Let $R$ be a local ring with field of fractions $K$, maximal ideal $\mathfrak{m}$ and residue field $\kappa = R/\mathfrak{m}$. Let $R^\mathrm{sh}$ be a strict henselization of $R$, and let $L$ be the field of fractions of $R^\mathrm{sh}$.
- Is $L$ a maximal unramified extension of $K$ with respect to $\mathfrak{m}$? By this I mean the union (inside a separable closure of $K$) of all extensions that are unramified at $\mathfrak{m}$.
- Is $R^\mathrm{sh}$ the integral closure of $R$ in $L$?
Best Answer
(Assuming $R$ is not complete)
For 2, the answer is no, as suggested in a now-deleted comment of LSpice.

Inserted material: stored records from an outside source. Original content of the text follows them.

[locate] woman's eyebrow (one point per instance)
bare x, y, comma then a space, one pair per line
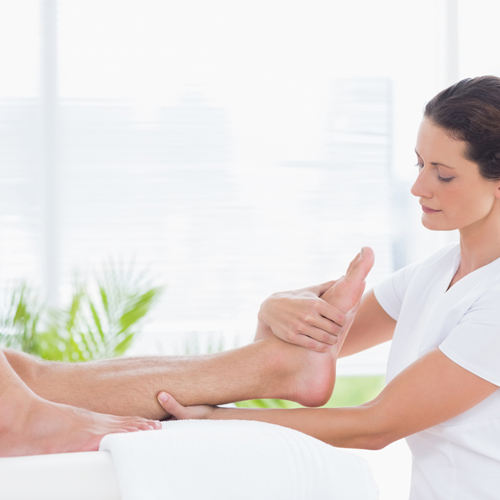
435, 163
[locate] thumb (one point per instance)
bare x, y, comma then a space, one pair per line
319, 290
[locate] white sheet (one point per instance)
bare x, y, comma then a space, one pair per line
191, 460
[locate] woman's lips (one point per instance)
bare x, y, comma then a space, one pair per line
428, 210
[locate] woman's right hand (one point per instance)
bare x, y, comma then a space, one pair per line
301, 317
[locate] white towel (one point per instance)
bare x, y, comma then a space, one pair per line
191, 460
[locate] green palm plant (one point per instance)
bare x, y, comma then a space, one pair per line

For $k$ of characteristic not $2$, with $R$ the localization of $k[t]$ at $0$, the element $\frac{1}{ \sqrt{1+t}+1 }$ is in the strict henselization but not integral. This is the root of the polynomial $$(1-x)^2 - x^2(1+t) = 1 - 2x - t x^2,$$ which reduces mod $t$ to a polynomial with distinct roots and thus has a root in the henselization but which is clearly not divisible by any monic polynomial.
For 1, I think the answer depends on what you mean by "that are unramified at $\mathfrak m$". Recall that an extension of fields may have multiple places lying over $\mathfrak m$, with some ramified and others unramified. You have to choose a lift of $\mathfrak m$ to every extension contained in the separable closure in a consistent way, i.e. choose an extension of the $\mathfrak m$-adic valuation to the separable closure, and then consider the union of the unramified extensions.
The point being that every étale extension of (one-dimensional) local rings comes with a choice of a lift of a valuation (i.e. the one associated to the maximal ideal of the extended ring) and is unramified for this choice, and conversely if you have a field extension with an unramified choice of lift that gives an étale ring extension.
On the other hand, if $R$ is complete (i.e. already non-strictly henselian) then every unramified extension is associated to a separable extension of the residue field and thus has a unique lift of the maximal ideal and is integral, so the answer to both questions is yes.